Things are getting interesting.
The Wall Street Journal reports that if the Daily Mail actually submits a bid, it could take one of two forms: A private equity partner would acquire Yahoo’s core web business, with the Daily Mail taking over the news and media properties, or the private equity partner would acquire Yahoo’s core web business and merge the media and news properties into the Daily Mail’s online operations.
Reports indicate that as many as 40 firms have expressed interest in what Yahoo has to offer, but how many are actually serious remains unknown. Time Inc. is perhaps one of the few well-known publication and media companies contemplating a bid, drawing some parallels with the Daily Mail.
Yahoo has been focusing on how to sell its core internet business since December. After some shareholders flip-flopped on whether the company should spin out its Alibaba holdings into a standalone company, the remaining option became to part with Yahoo’s core business. During its Q4 2015 earnings, the firm revealed that it was implementing an “aggressive strategic plan” to streamline the company, hopefully in a move to make it more enticing to potential buyers. As a result, it decided to let go of 15 percent of its workforce, or 9,000 employees and fewer than 1,000 contractors.
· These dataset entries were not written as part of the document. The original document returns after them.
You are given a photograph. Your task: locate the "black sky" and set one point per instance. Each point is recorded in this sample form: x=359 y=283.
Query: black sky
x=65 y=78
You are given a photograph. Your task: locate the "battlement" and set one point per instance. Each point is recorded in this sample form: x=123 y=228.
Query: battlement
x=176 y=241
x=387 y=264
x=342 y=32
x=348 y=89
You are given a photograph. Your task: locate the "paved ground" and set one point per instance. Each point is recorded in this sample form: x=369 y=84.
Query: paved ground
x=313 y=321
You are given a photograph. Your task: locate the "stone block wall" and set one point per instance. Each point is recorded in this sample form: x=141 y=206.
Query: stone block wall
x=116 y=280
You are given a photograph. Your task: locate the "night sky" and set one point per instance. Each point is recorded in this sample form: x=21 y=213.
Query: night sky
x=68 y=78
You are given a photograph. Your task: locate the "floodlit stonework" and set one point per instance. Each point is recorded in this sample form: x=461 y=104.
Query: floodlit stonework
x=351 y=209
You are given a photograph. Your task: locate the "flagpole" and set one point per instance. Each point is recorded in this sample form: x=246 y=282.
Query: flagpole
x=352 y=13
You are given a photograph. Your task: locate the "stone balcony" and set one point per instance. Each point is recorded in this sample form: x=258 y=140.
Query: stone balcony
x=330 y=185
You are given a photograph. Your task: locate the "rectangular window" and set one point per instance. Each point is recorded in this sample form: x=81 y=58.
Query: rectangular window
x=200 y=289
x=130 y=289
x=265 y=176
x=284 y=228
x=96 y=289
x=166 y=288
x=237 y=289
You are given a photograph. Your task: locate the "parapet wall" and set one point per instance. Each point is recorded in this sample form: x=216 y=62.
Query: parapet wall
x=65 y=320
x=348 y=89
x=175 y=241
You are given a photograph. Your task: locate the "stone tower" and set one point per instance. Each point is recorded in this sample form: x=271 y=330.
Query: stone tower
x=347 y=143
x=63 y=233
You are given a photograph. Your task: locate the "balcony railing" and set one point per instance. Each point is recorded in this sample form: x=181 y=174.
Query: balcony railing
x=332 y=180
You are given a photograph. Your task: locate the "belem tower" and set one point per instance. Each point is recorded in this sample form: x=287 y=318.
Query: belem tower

According to documents obtained by Re/code, the financial situation at Yahoo isn’t great. It’s said that revenue at the company is dropping by close to 15 percent and earnings by over 20 percent. So while quite a few companies are contemplating bids, the real test will be to see which ones can stomach the seemingly dire circumstances Yahoo finds itself in and remain adamant that they can use its offerings.